Her türlü kötülüğü kendi dışımızda aramak, insani bir tepkidir. Kendini temize çıkarma refleksi, insanın kendini korumasının da parçasıdır. Normal bir reflekstir. Tabii suçu kendi dışımızda ararken onu aradığımız adres karşı mahalle de olabilir, rakip takım da olabilir, farklı meslek sahibi de olabilir. Say say bitmez. Şöyle de bir söz vardır: “İnsan başkasını kendi gibi bilir, o yüzden de en büyük kilitler hırsızların kapılarında olur.” Gelişmiş ülkelerde, deneyim ve bilgi birikimi yüksek topluluk ve kişilerde, özeleştiri alışkanlığı daha fazladır. Suçu başkasında bulmak yerine, öncelikle “Acaba benim bir hatam yok mudur?” sorusunun yaygınlığı, kültürel gelişmişlikle orantılıdır.
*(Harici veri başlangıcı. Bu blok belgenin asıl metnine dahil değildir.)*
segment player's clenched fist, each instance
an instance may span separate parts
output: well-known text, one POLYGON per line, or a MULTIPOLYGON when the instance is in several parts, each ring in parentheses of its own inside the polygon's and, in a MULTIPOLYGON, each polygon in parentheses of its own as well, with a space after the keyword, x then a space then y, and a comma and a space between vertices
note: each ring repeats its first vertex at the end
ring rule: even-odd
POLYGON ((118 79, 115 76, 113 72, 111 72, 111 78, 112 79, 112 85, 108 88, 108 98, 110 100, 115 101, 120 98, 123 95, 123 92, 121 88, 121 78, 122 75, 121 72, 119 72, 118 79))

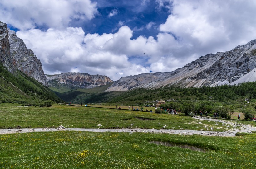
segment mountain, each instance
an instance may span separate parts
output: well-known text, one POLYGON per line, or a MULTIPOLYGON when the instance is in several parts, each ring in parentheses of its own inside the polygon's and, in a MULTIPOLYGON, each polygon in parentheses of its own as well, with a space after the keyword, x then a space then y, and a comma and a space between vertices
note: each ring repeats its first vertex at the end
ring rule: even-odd
POLYGON ((32 50, 27 48, 15 31, 8 30, 6 24, 1 21, 0 61, 12 73, 17 69, 47 86, 40 60, 32 50))
MULTIPOLYGON (((230 51, 201 56, 170 72, 123 77, 106 91, 126 91, 137 87, 154 89, 174 85, 188 87, 237 84, 254 81, 255 78, 251 76, 244 78, 246 81, 239 79, 251 71, 254 72, 255 68, 256 40, 254 40, 230 51)), ((251 74, 255 76, 255 73, 251 74)))
POLYGON ((46 75, 46 77, 51 90, 60 93, 78 88, 91 88, 113 82, 106 76, 86 73, 68 72, 46 75))

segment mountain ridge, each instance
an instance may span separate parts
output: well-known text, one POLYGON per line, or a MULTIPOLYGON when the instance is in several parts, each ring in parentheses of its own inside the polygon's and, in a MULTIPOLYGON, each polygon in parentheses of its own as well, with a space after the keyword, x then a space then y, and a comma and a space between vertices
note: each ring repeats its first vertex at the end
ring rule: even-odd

Özeleştiri, bir kültürel birikimin ifadesidir. Türkiye’nin son yıllarda uluslararası alanda ciddi sorunlarla yüz yüze gelmesi, bölgesel çatışmaların yaygınlaşması, dış politika konusunu da zaman zaman öncelikli mesele haline getirdi. Suriye, Libya, Doğu Akdeniz, Ege kıta sahanlığı, Azerbaycan- Ermenistan savaşı, S-400’ler vb. konular, gündemimizi belirledi.
Zorluklar kolaylıklar
Dış politika hem kolay hem zordur. Kolaydır; toplumun genel havasına uyar, ‘öteki’ne, (bu bir başka ülkenin lideri olabilir, bir devlet olabilir, tanınmış bir yabancı siyasetçi olabilir) verip veriştirirsiniz. Gerek gördüğünüzde İtalyan Başbakanı’nın D’alema olan ismini ‘Dallama’ya çevirir ve küfrü basarsınız. Hemen takdir ve taltif edilirsiniz. Dış politika zordur; eğer genel eğilimden farklı düşünüyorsanız, uygulanan yöntemleri eleştiriyorsanız, işiniz kolay değildir.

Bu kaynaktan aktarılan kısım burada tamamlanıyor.